5. Watch the tile advance through stages. On success, the tile shows
   **View report** and the VM auto-shuts-down.

For real repaired hardware: same flow, but register the node's actual
MAC + expected spec, and make sure the node's BIOS is set to PXE-boot
from the NIC that's on the `br-vetting` network.

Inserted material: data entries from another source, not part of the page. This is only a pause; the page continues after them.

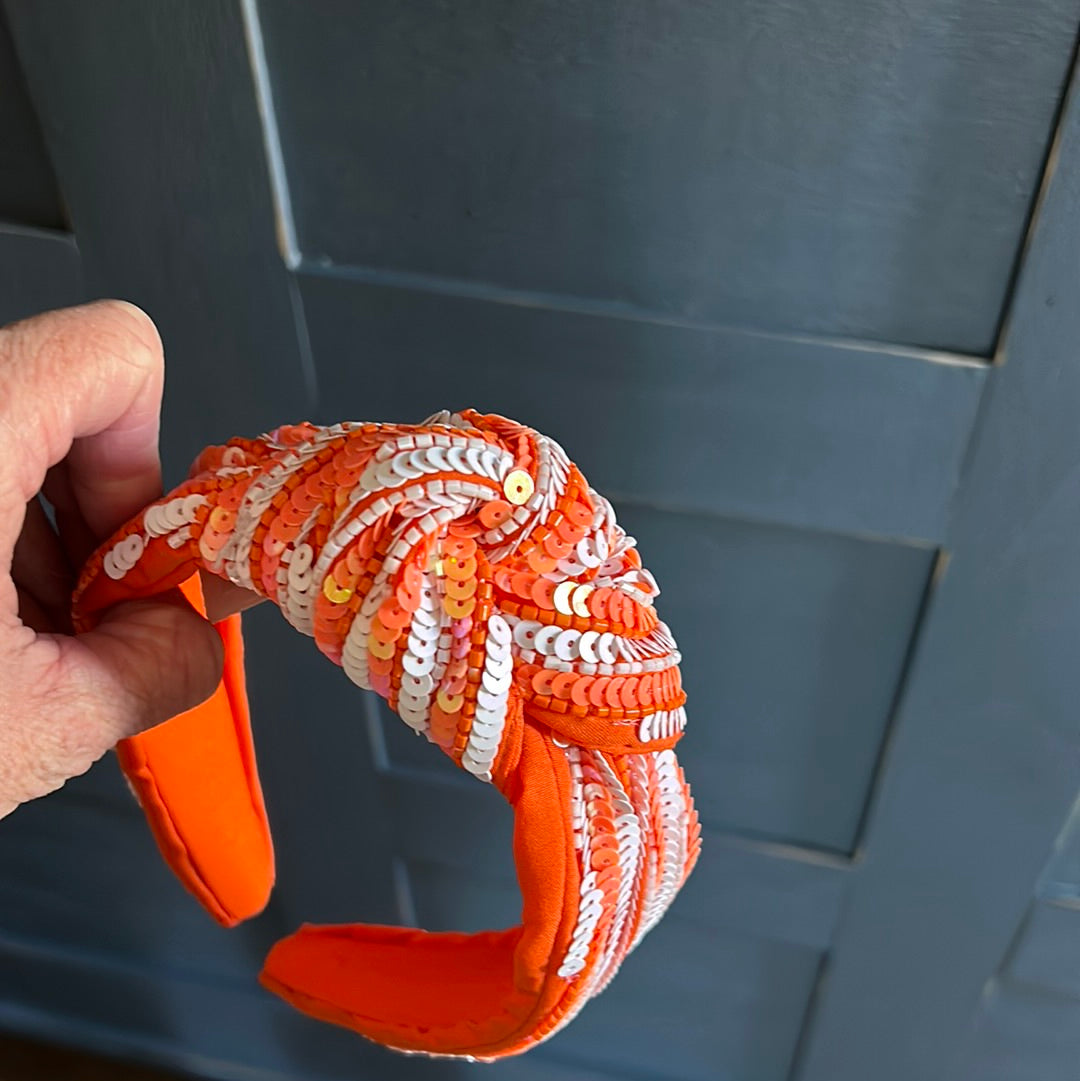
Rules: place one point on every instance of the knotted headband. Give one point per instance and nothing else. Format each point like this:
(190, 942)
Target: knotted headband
(464, 570)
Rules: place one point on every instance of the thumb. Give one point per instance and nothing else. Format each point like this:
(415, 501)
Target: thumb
(146, 661)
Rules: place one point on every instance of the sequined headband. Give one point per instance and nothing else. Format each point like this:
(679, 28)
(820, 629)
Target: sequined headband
(464, 570)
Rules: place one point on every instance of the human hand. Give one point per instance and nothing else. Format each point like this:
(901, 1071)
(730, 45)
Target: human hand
(80, 392)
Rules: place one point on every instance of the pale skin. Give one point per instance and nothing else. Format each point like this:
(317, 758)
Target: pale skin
(80, 395)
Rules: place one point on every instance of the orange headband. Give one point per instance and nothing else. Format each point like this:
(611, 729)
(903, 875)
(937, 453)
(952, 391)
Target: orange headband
(465, 571)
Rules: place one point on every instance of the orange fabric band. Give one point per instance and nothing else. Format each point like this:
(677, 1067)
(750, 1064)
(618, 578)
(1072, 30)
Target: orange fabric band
(464, 570)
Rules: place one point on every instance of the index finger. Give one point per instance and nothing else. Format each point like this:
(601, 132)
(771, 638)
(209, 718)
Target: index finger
(82, 382)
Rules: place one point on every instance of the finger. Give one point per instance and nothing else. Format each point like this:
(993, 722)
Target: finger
(85, 381)
(146, 662)
(31, 614)
(40, 566)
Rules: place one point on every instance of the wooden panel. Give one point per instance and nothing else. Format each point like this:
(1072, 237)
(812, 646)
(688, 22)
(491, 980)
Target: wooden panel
(38, 269)
(794, 643)
(161, 161)
(27, 186)
(786, 430)
(731, 1004)
(983, 769)
(1021, 1035)
(1047, 952)
(853, 169)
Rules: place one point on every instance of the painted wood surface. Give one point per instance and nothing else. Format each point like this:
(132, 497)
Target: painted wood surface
(687, 221)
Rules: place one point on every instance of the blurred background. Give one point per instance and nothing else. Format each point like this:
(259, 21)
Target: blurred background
(798, 285)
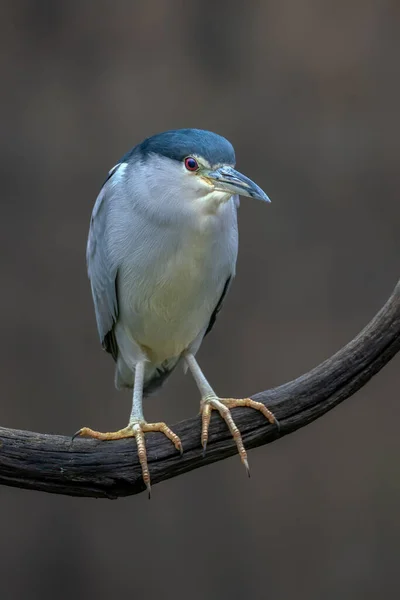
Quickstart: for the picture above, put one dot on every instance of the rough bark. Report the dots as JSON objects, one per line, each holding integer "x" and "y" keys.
{"x": 52, "y": 463}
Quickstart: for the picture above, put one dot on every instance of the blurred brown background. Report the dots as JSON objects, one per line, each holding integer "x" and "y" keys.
{"x": 309, "y": 94}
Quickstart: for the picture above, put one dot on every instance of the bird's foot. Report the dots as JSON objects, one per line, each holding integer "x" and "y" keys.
{"x": 223, "y": 406}
{"x": 136, "y": 430}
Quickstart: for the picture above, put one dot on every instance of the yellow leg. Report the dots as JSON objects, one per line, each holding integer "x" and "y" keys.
{"x": 136, "y": 430}
{"x": 223, "y": 406}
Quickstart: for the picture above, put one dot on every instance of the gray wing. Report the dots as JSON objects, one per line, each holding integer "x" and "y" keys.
{"x": 102, "y": 269}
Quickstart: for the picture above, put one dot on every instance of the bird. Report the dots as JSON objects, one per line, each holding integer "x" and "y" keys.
{"x": 161, "y": 257}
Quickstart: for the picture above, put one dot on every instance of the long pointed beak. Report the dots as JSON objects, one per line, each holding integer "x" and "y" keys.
{"x": 227, "y": 179}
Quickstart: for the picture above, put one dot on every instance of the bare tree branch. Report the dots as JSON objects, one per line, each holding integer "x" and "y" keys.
{"x": 110, "y": 469}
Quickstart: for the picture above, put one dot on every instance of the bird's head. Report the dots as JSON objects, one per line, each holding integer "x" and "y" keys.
{"x": 196, "y": 165}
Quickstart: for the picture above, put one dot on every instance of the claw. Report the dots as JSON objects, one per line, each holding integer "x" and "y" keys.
{"x": 136, "y": 430}
{"x": 223, "y": 406}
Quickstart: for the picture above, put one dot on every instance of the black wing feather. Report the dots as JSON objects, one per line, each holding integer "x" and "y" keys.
{"x": 218, "y": 307}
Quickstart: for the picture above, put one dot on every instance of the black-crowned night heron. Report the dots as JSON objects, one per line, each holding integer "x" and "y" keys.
{"x": 161, "y": 255}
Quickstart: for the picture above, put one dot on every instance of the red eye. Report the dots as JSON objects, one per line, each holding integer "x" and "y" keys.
{"x": 191, "y": 163}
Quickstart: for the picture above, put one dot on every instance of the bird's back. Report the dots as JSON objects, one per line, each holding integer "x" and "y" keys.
{"x": 169, "y": 277}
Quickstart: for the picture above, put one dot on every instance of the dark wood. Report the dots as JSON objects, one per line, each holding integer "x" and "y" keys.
{"x": 52, "y": 463}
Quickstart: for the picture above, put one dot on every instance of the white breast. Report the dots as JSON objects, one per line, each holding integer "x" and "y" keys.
{"x": 169, "y": 286}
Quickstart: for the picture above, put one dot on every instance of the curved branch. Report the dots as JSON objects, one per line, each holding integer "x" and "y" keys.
{"x": 110, "y": 469}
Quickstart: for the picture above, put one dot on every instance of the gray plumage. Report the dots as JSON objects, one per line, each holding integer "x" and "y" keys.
{"x": 161, "y": 255}
{"x": 157, "y": 270}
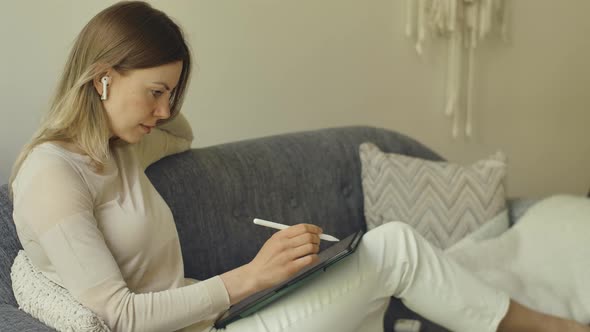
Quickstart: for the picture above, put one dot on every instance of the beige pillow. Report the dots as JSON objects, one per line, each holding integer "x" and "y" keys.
{"x": 48, "y": 302}
{"x": 443, "y": 201}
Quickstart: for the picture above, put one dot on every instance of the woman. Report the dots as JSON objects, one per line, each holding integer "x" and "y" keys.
{"x": 89, "y": 218}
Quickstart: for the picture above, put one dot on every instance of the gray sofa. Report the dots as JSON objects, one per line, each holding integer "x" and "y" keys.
{"x": 214, "y": 193}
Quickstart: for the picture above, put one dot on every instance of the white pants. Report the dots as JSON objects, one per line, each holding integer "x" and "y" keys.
{"x": 391, "y": 260}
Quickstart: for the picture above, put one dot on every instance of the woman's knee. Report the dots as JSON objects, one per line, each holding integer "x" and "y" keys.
{"x": 396, "y": 238}
{"x": 396, "y": 231}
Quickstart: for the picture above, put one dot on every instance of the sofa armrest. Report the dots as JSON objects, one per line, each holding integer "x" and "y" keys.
{"x": 14, "y": 320}
{"x": 518, "y": 206}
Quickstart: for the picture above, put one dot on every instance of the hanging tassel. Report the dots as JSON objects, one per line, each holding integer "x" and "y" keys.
{"x": 465, "y": 23}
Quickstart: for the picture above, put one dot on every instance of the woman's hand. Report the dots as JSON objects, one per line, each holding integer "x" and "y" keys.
{"x": 285, "y": 253}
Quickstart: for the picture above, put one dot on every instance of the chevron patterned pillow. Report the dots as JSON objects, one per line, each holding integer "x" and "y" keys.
{"x": 443, "y": 201}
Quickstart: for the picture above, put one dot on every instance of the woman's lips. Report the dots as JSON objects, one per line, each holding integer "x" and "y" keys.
{"x": 147, "y": 129}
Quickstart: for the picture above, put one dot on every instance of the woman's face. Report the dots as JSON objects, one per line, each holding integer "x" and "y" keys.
{"x": 136, "y": 100}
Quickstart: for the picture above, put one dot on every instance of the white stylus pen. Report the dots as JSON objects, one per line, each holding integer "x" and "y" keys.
{"x": 276, "y": 225}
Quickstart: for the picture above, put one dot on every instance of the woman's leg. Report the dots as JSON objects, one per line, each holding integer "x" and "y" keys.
{"x": 522, "y": 319}
{"x": 392, "y": 260}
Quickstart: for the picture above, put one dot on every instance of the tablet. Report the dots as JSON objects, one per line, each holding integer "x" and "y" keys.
{"x": 257, "y": 301}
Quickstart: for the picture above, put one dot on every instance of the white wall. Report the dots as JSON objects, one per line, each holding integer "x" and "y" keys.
{"x": 268, "y": 67}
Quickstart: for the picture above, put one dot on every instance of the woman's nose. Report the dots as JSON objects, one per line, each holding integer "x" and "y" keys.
{"x": 162, "y": 110}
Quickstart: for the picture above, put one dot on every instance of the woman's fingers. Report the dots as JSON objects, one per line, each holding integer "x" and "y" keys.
{"x": 303, "y": 250}
{"x": 302, "y": 239}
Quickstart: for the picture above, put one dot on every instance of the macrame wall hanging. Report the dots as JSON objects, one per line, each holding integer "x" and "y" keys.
{"x": 464, "y": 24}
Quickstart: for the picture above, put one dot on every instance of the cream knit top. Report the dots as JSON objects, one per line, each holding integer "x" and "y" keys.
{"x": 109, "y": 238}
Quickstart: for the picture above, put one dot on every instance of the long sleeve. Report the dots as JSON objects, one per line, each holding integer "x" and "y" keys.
{"x": 53, "y": 202}
{"x": 173, "y": 137}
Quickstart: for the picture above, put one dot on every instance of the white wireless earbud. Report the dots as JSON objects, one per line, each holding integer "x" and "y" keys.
{"x": 105, "y": 81}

## A failed run — SSH to the held host

When a stage fails, the pipeline halts at `FailedHolding` and the
agent installs an orchestrator-issued SSH key into the live-image's
`/root/.ssh/authorized_keys`. The UI tile surfaces the IP and the
exact `ssh` command.

The hold key is **per-run**. Once you're done:

1. Power the host off (`poweroff` from the SSH session).
2. In the UI, click **Override wipe-probe** only when the failure was
   at the `Storage` stage *and* you're sure the disks are expendable.
   Otherwise click **Start vetting** on a fresh run from the host
   dashboard after fixing the underlying issue.

## Log + artifact layout

```
/var/lib/vetting/
  vetting.db                 # SQLite: hosts, runs, stages, artifacts, spec_diffs, measurements
  artifacts/
    run-<N>/
      report.html            # operator-facing summary
      report.json            # machine-readable summary
      inventory.json         # raw probe output
      fio-<disk>.log         # storage stage output
      iperf-<nic>.json       # network stage output
      hold-<N>.pub           # per-run SSH pubkey (only if held)
/var/log/vetting/
  run-<N>.log                # append-only per-run log tail
```

Retention is governed by the `artifacts.retention_days` and
`logs.retention_days` settings. DB rows (run history) are preserved
indefinitely; only on-disk files get pruned.

## Troubleshooting

| Symptom | First check |
|---|---|
| Service refuses to start with `auth.admin_password_bcrypt is the placeholder` | You didn't replace the bcrypt hash in the config. Run `gen-admin-password`. |
| PXE client gets no DHCP offer | `journalctl -u vetting` for dnsmasq errors; confirm the LXC has `CAP_NET_ADMIN` (the shipped systemd unit does); confirm the host MAC is actually registered (`sqlite3 /var/lib/vetting/vetting.db 'SELECT name, mac FROM hosts;'`). |
| Agent `/hello` never fires | Check the live image is actually loading the agent binary — SSH into the live env (use the hold key path), `systemctl status vetting-agent`. |
| Tile stuck on `Booting` | Most likely the live image booted but the agent can't reach the orchestrator. Verify `vetting.orchestrator=` in the kernel cmdline resolves from the host's network. |
| UI shows stale stage | Force a reload; the SSE reconnect is automatic but the browser keeps the last state on ephemeral network blips. |
| Notification didn't fire | `journalctl -u vetting \| grep notify:` — delivery is fire-and-forget and the failure reason is logged but not persisted. |

## Upgrading

1. `make orchestrator-linux` on your workstation.
2. `scp bin/vetting-linux-amd64 lxc:/tmp/vetting.new`
3. On the LXC:
   ```
   sudo systemctl stop vetting
   sudo install -m 0755 /tmp/vetting.new /usr/local/bin/vetting
   sudo systemctl start vetting
   ```

The DB migration runs at startup and is append-only — no manual schema
work unless a release's notes call it out.